Although the presented approach to eliminate volume dependency shows promising results, the following limitations have to be considered. It is time-consuming to translate a complete CT volume into maps for every single feature. In clinical routine, calculating maps for all features, e.g., for a whole-body scan, would require a considerable amount of computing power. As a reasonable solution, only maps of those features enhancing a specific diagnosis could be calculated by implementing pre-existing study results. However, if sufficient computing power for calculation of all features maps was available, a quick assessment of the feature quantity for other lesions or structures in the image becomes feasible, as the direct readout does not require further software steps. Furthermore, the extraction from the parametric maps improved the concordance, as shown by OCCC values. Yet, only three features actually yielded an excellent OCCC8,16. An increase in OCCC values of all features to at least 0.85 would have been desirable. Still, using the maps could safely ban significant differences between the differently sized VOIs for all but 8 features.

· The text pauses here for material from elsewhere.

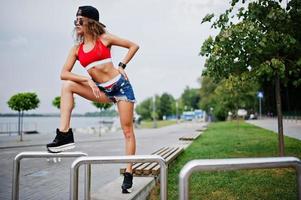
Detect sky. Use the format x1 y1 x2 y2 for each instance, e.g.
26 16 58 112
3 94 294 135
0 0 229 113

Another aspect of the parametric maps compared to conventional extraction is that different anatomical structures can be contained in one voxel. This is one of the reasons why the results from the maps and a conventional extraction will not be the same, although some features show concordant results [25]. For clinical use, this would have to be taken into consideration when selecting the voxel size and should be evaluated in further studies.
Finally, even though it is a by-product of this study, we noted that visualisation of parametric maps seems to help better understand the behaviour of textural features. For example, in some of the maps shown in Fig. 5, the lines in extension of interfaces and edges propagate beyond the phantom through the entire image. Corresponding effects can be expected in a clinical CT examination, but with innumerable interfaces and edges. To correct radiomic features for such complex effects seems extremely difficult. However, as already discussed above, maps with a fixed voxel size may also reduce the impact of other confounding factors besides volume.
In conclusion, converting CT images into parametric maps before extracting radiomic features increases reproducibility across VOI sizes. Furthermore, parametric maps can prevent incorrect significant results attributable to varying VOI sizes. The maps could furthermore visually elucidate complex phenomena of the features throughout the entire image.